Les initiatives mises en place pour endiguer la crise nutritionnelle
Pour inverser cette tendance, l’État malien a élaboré une stratégie nationale de nutrition claire et structurée, visant à renforcer la prévention et la prise en charge des cas. Ce plan s’accompagne d’un volet financier destiné à mobiliser des ressources pour ce secteur essentiel.
« Ce cadre stratégique s’inscrit dans une démarche globale, incluant des actions concrètes pour mobiliser des financements et renforcer les capacités locales. »
Parmi les mesures phares, le Mali a instauré l’iodation universelle du sel pour combattre les troubles liés à la carence en iode.
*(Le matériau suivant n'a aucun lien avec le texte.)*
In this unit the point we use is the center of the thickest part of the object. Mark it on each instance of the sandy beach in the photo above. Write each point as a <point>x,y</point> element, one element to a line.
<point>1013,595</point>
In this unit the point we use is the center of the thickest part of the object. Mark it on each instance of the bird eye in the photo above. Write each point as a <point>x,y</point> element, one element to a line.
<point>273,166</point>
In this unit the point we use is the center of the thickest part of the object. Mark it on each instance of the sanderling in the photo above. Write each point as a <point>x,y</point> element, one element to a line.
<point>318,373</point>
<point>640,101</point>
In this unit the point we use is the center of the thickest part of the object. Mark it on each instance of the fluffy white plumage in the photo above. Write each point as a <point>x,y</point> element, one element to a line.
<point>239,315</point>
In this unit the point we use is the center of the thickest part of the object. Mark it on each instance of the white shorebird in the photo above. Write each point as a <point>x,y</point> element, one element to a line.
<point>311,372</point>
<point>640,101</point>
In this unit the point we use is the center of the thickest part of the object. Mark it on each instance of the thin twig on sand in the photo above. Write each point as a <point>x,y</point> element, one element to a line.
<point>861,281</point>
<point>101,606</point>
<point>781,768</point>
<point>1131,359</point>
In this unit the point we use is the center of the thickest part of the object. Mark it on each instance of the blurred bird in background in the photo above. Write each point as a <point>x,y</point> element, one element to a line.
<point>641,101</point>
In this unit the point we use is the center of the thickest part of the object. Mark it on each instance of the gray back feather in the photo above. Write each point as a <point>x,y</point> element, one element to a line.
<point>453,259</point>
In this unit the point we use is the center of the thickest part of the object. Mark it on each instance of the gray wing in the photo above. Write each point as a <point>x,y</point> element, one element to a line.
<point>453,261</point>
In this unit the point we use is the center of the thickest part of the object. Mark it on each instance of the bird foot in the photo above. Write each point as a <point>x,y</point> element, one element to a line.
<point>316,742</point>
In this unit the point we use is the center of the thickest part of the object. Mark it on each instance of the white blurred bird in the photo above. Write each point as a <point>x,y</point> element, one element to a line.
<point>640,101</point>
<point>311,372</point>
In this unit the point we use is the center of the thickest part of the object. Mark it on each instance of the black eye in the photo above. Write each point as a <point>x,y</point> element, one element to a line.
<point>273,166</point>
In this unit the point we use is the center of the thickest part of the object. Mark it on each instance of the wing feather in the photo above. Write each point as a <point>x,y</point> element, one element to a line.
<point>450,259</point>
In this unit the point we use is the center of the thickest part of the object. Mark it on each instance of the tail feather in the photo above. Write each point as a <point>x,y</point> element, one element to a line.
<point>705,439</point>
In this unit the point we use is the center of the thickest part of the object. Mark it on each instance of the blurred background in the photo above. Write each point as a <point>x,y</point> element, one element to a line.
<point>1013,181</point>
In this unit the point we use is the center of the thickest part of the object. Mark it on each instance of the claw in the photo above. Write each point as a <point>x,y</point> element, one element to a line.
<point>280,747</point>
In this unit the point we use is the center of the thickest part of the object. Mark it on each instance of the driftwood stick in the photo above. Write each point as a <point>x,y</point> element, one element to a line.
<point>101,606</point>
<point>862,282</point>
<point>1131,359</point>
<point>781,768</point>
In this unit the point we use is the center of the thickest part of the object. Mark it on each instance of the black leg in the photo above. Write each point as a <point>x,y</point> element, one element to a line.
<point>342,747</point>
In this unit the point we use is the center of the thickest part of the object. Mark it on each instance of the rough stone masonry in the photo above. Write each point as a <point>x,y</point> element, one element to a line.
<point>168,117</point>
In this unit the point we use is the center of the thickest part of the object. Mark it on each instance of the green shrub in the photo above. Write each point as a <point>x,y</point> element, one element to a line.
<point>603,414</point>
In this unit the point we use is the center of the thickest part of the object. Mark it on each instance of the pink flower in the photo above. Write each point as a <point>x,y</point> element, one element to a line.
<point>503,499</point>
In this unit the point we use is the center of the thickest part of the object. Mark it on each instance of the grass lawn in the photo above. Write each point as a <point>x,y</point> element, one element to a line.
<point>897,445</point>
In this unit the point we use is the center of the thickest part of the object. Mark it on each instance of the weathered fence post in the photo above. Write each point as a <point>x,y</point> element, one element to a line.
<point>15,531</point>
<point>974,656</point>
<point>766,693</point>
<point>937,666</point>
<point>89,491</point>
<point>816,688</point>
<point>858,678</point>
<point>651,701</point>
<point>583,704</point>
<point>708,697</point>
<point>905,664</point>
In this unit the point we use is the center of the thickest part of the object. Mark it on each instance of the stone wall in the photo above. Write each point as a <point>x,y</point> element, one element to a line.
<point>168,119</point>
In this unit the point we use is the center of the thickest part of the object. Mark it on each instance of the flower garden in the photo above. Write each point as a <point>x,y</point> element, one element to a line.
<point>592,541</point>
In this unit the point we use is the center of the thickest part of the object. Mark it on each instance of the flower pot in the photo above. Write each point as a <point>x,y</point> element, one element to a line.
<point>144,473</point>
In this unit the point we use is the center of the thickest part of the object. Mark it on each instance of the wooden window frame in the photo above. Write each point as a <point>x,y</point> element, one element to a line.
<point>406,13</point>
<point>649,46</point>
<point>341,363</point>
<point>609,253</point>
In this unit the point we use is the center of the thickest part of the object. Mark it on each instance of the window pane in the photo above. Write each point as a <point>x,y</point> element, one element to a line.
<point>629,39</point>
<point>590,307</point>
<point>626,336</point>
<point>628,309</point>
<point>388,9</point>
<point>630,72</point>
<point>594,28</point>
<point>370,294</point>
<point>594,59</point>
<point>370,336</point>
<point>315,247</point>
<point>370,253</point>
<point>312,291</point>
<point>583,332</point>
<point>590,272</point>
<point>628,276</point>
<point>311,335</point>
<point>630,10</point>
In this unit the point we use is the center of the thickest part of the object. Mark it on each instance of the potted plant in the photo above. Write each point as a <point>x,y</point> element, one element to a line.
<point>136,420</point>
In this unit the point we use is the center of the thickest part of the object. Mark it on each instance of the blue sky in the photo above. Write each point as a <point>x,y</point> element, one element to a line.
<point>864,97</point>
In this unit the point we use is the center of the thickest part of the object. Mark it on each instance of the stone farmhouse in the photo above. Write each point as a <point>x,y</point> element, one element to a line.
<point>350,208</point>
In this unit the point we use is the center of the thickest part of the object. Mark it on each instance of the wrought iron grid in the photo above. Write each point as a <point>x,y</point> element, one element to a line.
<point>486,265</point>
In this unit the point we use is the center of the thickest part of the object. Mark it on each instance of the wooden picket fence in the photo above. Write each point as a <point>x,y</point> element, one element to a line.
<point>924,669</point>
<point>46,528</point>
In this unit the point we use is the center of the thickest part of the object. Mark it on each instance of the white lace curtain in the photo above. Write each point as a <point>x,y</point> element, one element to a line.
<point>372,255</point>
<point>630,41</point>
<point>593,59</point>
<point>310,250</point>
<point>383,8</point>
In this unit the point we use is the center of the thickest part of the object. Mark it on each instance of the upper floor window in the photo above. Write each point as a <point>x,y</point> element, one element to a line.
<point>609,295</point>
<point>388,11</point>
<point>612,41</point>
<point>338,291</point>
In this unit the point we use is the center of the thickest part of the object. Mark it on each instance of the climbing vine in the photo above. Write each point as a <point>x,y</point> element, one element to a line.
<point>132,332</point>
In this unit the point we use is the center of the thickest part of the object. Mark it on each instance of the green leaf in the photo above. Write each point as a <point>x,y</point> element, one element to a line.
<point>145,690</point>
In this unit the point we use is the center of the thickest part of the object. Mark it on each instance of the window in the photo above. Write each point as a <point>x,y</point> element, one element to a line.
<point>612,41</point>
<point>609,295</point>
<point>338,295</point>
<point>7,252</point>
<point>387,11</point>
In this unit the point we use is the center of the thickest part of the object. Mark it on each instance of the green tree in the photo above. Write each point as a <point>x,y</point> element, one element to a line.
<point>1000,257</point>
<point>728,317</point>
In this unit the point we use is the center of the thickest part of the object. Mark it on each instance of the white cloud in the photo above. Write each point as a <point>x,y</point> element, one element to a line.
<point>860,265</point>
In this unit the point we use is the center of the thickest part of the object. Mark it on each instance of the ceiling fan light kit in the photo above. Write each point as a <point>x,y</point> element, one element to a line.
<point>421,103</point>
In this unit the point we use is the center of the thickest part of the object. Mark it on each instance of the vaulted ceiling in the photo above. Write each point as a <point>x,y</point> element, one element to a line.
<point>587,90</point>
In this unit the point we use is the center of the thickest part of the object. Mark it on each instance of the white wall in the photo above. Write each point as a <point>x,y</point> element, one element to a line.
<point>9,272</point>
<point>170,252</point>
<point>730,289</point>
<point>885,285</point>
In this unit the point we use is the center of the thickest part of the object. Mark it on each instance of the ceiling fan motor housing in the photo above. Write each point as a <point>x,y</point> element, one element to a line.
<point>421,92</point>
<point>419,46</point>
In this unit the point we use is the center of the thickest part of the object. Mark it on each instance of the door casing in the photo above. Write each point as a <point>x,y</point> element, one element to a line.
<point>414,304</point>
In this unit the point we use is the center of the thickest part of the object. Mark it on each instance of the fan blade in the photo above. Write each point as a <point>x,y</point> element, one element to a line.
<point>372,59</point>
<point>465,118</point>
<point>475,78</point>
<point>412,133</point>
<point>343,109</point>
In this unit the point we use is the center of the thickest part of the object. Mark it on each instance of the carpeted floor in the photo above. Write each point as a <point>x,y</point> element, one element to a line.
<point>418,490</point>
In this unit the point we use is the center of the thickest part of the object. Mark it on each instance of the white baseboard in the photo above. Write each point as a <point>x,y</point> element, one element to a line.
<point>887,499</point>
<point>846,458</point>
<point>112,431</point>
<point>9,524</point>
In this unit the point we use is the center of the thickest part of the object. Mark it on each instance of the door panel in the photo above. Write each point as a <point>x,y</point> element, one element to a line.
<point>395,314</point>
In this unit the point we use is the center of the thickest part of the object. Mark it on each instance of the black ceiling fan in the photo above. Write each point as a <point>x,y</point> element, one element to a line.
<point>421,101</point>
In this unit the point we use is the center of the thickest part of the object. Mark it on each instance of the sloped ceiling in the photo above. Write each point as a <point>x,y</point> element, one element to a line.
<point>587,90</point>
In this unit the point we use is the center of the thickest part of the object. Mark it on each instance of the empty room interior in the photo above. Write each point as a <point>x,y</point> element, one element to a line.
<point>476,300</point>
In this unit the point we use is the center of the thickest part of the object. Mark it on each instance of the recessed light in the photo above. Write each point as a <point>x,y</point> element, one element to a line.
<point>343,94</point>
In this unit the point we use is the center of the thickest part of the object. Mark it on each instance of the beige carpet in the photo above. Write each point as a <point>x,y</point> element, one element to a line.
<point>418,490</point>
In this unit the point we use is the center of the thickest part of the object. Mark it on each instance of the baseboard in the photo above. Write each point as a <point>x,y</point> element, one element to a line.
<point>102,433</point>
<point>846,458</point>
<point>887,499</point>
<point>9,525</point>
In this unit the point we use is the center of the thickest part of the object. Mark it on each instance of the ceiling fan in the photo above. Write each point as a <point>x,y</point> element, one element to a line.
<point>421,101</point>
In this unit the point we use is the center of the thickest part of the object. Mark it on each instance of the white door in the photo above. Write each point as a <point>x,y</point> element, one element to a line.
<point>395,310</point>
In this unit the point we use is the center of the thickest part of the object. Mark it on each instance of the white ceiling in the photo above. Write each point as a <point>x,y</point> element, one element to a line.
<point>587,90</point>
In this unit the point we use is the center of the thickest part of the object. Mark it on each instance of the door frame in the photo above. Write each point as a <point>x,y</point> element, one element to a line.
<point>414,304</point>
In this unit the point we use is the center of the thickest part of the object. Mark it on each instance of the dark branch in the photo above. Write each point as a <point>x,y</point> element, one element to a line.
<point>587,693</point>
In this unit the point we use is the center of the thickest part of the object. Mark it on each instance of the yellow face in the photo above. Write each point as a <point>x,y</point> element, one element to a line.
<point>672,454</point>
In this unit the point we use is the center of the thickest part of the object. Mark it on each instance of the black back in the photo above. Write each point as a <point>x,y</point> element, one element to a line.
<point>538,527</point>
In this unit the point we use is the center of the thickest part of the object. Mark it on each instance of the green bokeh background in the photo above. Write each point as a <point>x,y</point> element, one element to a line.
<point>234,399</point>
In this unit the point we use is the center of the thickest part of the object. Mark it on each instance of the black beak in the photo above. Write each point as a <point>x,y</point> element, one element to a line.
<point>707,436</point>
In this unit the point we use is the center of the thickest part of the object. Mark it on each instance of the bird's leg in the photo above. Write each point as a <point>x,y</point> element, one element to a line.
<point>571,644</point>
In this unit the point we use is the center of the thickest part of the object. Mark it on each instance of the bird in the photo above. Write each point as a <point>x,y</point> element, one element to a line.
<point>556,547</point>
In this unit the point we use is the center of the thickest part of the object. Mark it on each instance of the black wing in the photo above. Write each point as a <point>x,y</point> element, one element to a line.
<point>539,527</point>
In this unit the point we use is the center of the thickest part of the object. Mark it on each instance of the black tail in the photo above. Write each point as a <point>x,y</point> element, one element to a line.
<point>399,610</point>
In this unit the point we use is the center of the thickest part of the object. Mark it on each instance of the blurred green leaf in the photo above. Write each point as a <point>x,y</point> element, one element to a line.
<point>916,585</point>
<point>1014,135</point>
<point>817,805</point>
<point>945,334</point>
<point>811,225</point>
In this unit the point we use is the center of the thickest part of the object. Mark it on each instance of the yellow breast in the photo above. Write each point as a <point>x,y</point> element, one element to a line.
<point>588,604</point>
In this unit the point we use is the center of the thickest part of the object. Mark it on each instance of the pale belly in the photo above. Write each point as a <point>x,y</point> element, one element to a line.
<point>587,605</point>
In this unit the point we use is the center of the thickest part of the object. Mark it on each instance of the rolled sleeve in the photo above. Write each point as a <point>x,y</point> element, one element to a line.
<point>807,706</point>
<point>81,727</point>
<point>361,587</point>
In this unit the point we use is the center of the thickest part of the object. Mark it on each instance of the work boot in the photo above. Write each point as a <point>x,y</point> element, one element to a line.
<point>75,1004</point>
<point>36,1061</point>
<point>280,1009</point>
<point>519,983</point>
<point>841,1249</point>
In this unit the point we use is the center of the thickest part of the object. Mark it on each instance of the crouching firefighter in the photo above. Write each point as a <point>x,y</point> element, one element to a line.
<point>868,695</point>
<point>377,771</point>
Aujourd’hui, 79 % des ménages utilisent du sel iodé, mais ce chiffre reste en deçà de l’objectif fixé à 90 %.
Depuis 2005, les Semaines d’intensification des activités nutritionnelles (SIAN) sont organisées deux fois par an, couvrant 95 % du territoire. Destinées aux enfants âgés de 6 à 59 mois, ces campagnes sont devenues une référence dans les communautés maliennes. Elles permettent de promouvoir la vitamine A et les comprimés de déparasitage, deux outils clés pour prévenir les maladies et réduire la mortalité infantile.
Ces actions s’inscrivent dans une approche communautaire globale, encouragée par l’Unicef et ses partenaires. L’objectif ? Sensibiliser les populations locales, leur apprendre à repérer les signes avant-coureurs de la malnutrition, et intervenir rapidement pour prendre en charge les cas détectés. « Pour maximiser l’impact de ces efforts, nous intégrons systématiquement le dépistage de la malnutrition dans les programmes de santé existants », explique Médiatrice Kiburente Touré. Elle ajoute : « Il est crucial d’informer les familles sur l’importance de l’eau potable et d’identifier les causes profondes de la malnutrition. »
En 2010, seuls 50 % des enfants maliens atteints de malnutrition aiguë sévère bénéficiaient d’une prise en charge. Aujourd’hui, cette couverture progresse, mais des défis majeurs subsistent pour éradiquer ce fléau.